私は思い出した。それはかなり昔のことだった。この本はファンタジーもので、とにかく緻密なストーリー、あちらこちらに張り巡らされた伏線、圧倒的な世界観に驚かされて、幼い私はこう思った。

「私も小説を書きたい!」

そうだ、私はこの圧倒的な世界観を、誰かに伝えたくて書き続けていたのだ。


「まったく、せっかくの食事も時間が経つと台無しだ…」

声が上から降ってきた。

「?!」

「あの男はまずそうだな。生きる意志はないくせに、自殺する意志は一人前に持ってる」

その言葉を聞いて、入国審査官が引き止めた男を思い出した。


「うわあああ!俺は、死ぬ前にしたかったこと全部してから死ぬんだぁ!入れろ!」

「ですから、あなたのように意志がある人はそれがどんなに悪い意志であろうとも入国を許可できません!」


そうか、あの***は意志と言っていたのか。


「でもこの女はどうです?さっきまではすごく美味しそうだったのになんか、まずそうになってますよ」

「はぁ、そうだな。せっかくかけた調味料も勿体無いしはやく食べるとするか」

「?!」

この女が私を示していることはすぐ分かった。奴ら私を食べる気だ!上から降って来たのは金属ではなくてフォークだった。あれに刺されたらひとたまりもなさそうだ。私は慌てて…本のページをめくった。


おい、逃げろよ!


私は心の中で突っ込んだ。しかし私はページをめくり続けた。

主人公の毛物絵里けものえりが小説の中で喋るシーンが書かれている。

「意志のない人間は生きる価値がありません。食べてしまいましょう」

「ですが、待ってください!毛物様」


私は無我夢中で叫んだ。

「待ってください、毛物様!私には、意志が、意志がありますっ!」

何を言ってるんだろうと思った。
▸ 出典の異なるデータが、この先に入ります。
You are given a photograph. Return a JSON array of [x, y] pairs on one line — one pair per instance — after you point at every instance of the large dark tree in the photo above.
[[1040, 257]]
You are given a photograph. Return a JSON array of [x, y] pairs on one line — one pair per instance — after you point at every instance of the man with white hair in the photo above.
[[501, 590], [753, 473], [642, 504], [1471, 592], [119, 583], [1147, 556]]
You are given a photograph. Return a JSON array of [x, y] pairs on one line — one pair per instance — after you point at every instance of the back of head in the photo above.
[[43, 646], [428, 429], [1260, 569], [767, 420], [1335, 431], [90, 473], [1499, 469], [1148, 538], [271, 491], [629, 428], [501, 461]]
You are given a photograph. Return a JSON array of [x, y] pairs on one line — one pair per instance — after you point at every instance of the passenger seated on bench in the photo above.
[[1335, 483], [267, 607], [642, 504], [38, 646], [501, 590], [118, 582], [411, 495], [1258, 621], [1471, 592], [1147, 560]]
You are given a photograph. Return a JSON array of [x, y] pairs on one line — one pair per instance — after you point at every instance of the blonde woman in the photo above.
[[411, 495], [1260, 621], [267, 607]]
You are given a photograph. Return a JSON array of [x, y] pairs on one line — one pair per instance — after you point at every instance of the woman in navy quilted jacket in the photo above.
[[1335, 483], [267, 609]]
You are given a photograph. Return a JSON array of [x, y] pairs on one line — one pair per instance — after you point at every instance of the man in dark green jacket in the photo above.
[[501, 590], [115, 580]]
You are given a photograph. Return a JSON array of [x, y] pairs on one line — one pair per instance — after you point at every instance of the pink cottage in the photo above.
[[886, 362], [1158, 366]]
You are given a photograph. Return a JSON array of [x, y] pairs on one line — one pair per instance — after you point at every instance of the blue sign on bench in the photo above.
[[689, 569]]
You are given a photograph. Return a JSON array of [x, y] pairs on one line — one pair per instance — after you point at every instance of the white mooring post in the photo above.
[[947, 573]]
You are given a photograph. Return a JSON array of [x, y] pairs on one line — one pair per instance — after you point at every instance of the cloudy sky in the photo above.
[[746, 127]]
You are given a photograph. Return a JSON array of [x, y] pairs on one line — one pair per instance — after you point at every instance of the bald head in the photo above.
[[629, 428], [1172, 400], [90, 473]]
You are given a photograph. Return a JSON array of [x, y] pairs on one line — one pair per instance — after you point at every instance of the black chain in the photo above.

さっき、片岡さんが私のことを馬鹿と揶揄したが、私は馬鹿なのかもしれない。


「ほう」

上からまた声が降ってきた。

「じゃあその石とやらを見せてもらおうか」

「えっ?」

戸惑う私の手が最後のページをめくった。そこには、残りのページが四角くくり抜かれていた。中には石が入っていた。

「え、石?これ、アプリの?!」

「ふむ、分かった。お前は石があるんだな。他の奴を食べよう」

毛物様(?)は分かってくれたらしい。フォークを先ほどの青い顔をした人に突き立てた。断末魔のような悲鳴が聞こえて来て、思わず耳を塞いだ。


***


「…わ。美和っ!」

「え?どこ、ここ?夢の国は?」

母が泣いている。舞が心配そうにこちらを見た。

「わあ、美和!やっと目を覚ましたんだね…よかった」

二人によると、私は1ヶ月近く眠り続けていたそうだ。それどんな浦島太郎だよとなんとなく思った。でもこの不思議な体験を二人に言うと、「宮沢賢治のあれみたいだね」と言った。

「あの…注文の多い料理店とかいうの」

言われてみればそんな気もする。


石を育てるアプリを起動すると、まるで何事もなかったかのように石があった。


私は引っかかっていることが一つある。それはあの、片岡真澄の言葉だ。


「君、もう会ってるんだよ!知らないなんて、あはは、馬鹿だ。あははははは」


sumitakamakao…奴は一体、誰なんだ?

一話にまとめようとしてものすごく長くなりました。(3.11改稿)サブタイトルのローマ字の語尾がおかしかったので直しました。本のタイトルにふりがなをつけました。